Once Clark has finished explaining herself to customers, her CES conversations have turned to the industry in general. While tech hacks have been banging on about AI, AR, autonomous cars and all manner of other implausibly utopian shininess, Clark insists that private conversations are still about good old value creation and how the hell operators are going to reverse the trend of declining ARPUs.

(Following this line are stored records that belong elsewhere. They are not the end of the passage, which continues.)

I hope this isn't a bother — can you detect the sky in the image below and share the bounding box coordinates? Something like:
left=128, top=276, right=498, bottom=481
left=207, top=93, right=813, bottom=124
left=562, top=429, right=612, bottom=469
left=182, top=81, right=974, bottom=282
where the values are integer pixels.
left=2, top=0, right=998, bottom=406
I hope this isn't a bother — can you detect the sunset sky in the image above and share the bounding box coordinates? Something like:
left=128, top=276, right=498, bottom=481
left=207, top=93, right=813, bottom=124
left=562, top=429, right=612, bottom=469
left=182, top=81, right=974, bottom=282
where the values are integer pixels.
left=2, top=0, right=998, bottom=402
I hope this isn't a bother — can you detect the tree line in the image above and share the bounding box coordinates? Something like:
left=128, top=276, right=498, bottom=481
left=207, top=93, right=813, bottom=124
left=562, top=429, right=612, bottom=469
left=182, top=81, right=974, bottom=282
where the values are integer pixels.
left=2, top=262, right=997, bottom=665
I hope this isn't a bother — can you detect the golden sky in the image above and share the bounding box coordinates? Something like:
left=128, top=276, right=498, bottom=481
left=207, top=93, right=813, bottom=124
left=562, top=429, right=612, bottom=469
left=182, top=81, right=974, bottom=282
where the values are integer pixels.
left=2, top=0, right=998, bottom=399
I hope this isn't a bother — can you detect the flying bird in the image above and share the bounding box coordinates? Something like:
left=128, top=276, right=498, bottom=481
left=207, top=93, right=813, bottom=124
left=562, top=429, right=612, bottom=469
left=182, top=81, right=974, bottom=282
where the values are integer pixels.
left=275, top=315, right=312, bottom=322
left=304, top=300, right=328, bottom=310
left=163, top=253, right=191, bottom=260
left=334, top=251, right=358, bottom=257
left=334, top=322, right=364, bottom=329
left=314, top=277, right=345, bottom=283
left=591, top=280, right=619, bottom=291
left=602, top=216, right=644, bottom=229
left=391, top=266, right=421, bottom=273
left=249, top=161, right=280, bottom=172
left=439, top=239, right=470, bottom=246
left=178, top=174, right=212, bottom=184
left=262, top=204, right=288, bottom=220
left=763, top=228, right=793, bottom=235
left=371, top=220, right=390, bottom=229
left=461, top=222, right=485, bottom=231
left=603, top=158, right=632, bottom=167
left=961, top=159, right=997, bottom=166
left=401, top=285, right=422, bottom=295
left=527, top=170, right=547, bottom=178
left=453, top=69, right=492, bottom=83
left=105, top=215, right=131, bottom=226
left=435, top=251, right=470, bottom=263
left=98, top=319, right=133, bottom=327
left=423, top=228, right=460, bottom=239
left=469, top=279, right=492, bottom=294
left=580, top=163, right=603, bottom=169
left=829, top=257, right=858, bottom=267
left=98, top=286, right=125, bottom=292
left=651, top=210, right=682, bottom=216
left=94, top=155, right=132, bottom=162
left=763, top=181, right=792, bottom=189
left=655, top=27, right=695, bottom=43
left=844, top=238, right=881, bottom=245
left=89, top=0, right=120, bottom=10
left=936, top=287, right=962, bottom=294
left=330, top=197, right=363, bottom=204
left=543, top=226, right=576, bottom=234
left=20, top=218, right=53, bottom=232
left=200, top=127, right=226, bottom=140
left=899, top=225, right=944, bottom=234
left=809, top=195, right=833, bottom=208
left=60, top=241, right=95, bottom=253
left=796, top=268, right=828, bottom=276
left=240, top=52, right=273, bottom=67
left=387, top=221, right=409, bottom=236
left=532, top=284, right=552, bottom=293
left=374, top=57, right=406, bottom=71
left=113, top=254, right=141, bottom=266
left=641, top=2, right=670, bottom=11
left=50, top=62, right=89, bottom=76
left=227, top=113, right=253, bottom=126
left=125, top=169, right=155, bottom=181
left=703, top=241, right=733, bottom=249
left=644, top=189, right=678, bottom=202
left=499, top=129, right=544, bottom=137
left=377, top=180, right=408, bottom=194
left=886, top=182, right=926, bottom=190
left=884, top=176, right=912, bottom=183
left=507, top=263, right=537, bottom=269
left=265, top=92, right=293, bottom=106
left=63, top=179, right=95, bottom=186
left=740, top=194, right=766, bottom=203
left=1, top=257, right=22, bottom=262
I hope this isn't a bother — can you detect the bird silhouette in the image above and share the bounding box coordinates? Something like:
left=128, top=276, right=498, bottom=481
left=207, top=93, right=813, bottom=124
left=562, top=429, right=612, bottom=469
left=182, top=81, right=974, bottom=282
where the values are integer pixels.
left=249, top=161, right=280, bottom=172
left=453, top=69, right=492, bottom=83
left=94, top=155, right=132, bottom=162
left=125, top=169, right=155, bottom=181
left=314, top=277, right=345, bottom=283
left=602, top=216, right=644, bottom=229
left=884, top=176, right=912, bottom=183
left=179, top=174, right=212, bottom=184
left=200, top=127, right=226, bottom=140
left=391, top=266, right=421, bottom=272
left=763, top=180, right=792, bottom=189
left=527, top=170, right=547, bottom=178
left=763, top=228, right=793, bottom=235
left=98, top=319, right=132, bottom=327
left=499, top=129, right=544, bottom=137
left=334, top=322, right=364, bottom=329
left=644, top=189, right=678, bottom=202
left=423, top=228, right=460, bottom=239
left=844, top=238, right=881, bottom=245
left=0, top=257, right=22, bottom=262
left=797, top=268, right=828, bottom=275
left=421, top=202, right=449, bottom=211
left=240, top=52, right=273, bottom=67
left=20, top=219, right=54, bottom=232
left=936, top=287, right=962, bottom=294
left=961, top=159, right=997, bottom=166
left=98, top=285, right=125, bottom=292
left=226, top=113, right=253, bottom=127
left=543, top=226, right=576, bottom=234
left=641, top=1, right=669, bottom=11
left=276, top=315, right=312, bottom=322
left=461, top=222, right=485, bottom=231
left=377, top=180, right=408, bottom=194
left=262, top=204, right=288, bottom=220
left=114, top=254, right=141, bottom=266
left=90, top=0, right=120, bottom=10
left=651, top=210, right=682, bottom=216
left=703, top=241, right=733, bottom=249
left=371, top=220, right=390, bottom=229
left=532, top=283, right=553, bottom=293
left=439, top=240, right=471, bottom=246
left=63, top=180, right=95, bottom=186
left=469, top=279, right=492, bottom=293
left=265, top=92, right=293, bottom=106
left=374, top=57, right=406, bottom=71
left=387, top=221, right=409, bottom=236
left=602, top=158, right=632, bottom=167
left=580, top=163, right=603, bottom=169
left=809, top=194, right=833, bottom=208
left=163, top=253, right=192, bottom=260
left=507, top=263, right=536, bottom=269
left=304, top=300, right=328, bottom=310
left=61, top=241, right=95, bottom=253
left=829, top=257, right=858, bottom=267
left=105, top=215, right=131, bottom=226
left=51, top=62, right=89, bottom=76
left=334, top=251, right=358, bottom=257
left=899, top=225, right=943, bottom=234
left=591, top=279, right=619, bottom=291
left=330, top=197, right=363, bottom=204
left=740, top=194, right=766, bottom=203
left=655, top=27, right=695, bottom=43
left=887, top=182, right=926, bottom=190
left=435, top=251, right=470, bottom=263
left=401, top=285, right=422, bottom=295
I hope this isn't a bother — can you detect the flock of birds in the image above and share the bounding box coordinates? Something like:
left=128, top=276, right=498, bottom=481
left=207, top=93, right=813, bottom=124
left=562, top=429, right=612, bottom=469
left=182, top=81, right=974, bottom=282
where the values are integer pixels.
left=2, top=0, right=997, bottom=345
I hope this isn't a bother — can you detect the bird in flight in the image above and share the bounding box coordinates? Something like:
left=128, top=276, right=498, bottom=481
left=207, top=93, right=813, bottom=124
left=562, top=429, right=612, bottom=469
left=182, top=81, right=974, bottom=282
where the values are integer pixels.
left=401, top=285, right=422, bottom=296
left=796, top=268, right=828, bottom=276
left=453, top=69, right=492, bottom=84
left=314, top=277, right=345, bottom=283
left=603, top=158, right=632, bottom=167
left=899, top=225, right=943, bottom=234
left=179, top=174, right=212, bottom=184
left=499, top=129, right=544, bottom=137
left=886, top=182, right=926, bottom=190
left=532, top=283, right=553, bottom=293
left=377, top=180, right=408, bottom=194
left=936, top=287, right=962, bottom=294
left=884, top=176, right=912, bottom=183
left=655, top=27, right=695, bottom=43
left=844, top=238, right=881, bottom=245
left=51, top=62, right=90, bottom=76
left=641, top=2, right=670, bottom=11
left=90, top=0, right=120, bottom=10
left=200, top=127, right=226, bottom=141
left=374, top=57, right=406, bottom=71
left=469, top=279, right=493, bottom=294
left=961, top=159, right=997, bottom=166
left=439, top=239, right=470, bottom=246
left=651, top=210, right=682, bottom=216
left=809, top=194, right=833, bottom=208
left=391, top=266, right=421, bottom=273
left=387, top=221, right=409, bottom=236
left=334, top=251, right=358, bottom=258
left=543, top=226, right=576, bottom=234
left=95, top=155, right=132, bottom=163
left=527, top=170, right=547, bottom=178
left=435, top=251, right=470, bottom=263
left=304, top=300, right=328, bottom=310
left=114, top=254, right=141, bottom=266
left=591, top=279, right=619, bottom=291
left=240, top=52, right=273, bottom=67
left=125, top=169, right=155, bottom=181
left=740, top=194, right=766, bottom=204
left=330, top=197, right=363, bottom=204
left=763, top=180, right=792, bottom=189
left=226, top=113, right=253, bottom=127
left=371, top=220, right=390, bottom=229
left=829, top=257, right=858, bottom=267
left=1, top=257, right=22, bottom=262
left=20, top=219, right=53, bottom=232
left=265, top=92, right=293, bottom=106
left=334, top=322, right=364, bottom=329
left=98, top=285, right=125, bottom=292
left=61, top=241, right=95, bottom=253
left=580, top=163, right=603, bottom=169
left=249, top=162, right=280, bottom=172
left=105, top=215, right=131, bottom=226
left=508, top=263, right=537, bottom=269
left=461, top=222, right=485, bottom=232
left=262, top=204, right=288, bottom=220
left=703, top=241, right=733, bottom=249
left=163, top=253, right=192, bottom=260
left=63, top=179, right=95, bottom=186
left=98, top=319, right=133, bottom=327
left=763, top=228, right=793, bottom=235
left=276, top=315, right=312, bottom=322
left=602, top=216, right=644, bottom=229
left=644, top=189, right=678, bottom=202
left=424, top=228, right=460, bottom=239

“I have spent the last few days at CES talking to our customers to get a sense of the opportunity facing Synchronoss,” said Clark. “It’s clear to me that finding ways to optimising the customer experience is critical in counteracting the universal slow-down in top-line operator revenue growth. It’s all about retention and fundamentally understanding what the customer wants, rather than getting preoccupied with technology minutiae. This has been the focus of Synchronoss’ business since it started. It is therefore perfectly placed, has a wonderful future, and I’m delighted to be part of it.”

Another source of speculation is how to cater to today’s kids in a decade’s time, when they start buying their own telecoms stuff. There is a running joke that places wifi and battery as even greater priorities than nutrition and shelter in Maslow’s hierarchy of needs for people these days. What will these digital natives expect of their relationship with CSPs when their hard-earned cash is on the line?

To wrap up we wished Clark well with her new venture but suggested that if it all goes wrong she could always try her hand at journalism. She didn’t seem convinced. When we investigated Synchronoss last year the last person we expected to join the party was the smart and savvy Clark. But if they’ve managed to convince her this is a horse worth backing then we’re happy to reserve judgment and wish them all luck.